As far as I’m concerned, Jack Black makes “Goosebumps” worth watching.
Okay, maybe not everyone will agree with me on that, but then, not everyone enjoyed him in “King Kong” as much as I did either.
Black’s presence in “Goosebumps” makes the whole thing inherently farcical. It turns what would otherwise be a faux-creepy kids movie into something that’s enjoyable for adults who vaguely remember the source material.
The whole point is to laugh at how silly these books are, no matter how scary we might have found them as kids.
(For the record, only one of these books ever scared me when I was young. Not that I’d have even admitted to getting scared once!)
The trailer for “Goosebumps 2” shows that the sequel is discarding Black, along with the young protagonists of the first film. In their place, we get a trio of new teen heroes, who are apparently going to be menaced by all the same monsters from the first film.
Yup. Slappy is back. As is the Abominable Snowman. The Werewolf of Fever Swamp shows up in the trailer too.
This is basically a movie that features all the same scary creatures and monsters from the original film, but without Jack Black as the author, RL Stine.
To this I say, what’s the point?
Next Verse, The Same as the First
Why are we seeing all the same things happen again, but without the comedy star that made the first movie better than it had any right to be?
Remove Black from the picture, and this is basically a film on the level of a Disney Channel original movie.
Worse – a Nickelodeon attempt at a Disney Channel style movie.
I suppose, in fairness, this means that “Goosebumps 2” will be closer to the source material (as well as the TV series from the ‘90s) than the first movie.
There is likely some logic to this. The first movie was all about nostalgia for the older people in the room, but their kids are now invested in the series, so this next instalment is aimed at them.
Now that the younger viewers have been introduced to the fun, they can run with the story themselves.
It’s just weird that there’s not another key grown-up to tie everything together.
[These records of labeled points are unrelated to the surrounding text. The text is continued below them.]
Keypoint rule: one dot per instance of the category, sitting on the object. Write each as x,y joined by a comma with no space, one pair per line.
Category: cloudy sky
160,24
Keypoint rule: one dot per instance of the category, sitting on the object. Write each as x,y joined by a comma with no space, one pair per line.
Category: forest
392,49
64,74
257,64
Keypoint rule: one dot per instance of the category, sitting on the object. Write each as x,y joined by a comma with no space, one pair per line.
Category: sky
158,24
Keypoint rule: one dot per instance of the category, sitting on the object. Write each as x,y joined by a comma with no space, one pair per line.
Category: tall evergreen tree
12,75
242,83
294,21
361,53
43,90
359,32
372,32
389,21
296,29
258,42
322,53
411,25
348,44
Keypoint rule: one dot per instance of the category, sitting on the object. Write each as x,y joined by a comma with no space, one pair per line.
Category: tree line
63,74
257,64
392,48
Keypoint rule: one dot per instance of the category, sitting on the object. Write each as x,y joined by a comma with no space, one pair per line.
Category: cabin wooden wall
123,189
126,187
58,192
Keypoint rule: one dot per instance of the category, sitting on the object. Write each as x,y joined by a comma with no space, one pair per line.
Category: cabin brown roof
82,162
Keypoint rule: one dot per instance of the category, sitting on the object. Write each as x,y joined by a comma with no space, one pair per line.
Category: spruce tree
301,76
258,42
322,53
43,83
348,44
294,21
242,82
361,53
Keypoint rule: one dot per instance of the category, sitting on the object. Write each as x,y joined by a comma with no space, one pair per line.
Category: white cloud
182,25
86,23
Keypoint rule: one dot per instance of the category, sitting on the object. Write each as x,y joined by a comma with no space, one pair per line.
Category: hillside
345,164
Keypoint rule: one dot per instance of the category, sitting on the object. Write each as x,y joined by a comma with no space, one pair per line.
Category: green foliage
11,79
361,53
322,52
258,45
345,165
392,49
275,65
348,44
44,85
This is going to be a movie with far less appeal, because the older nostalgia crowd have much less reason to show up to theaters to support this.
None of this is particularly surprising, considering that this is a Sony Pictures movie. The studio is notoriously bad at making decisions, so the idea of neutering this sequel by removing its most expensive actor probably seemed like a sensible idea to some money-grubbing executives at the time.
No Longer About Nostalgia
I suppose I should be thankful that there’s a Halloween movie coming this year that’ll be appropriate for kids. I had some very worrying conversations with preteens who’d seen “IT” last year, and I’d rather the youth of today didn’t get too warped by scary horror movies that would have traumatized me when I was their age.
Perhaps the takeaway from all this is that ‘80s and ‘90s kids are getting old and that we need to let go of this incredibly average book series, so that a younger audience can embrace it instead.
Given how certain fans have reacted to seeing “Star Wars” taken to a new generation, something tells me this might not end well.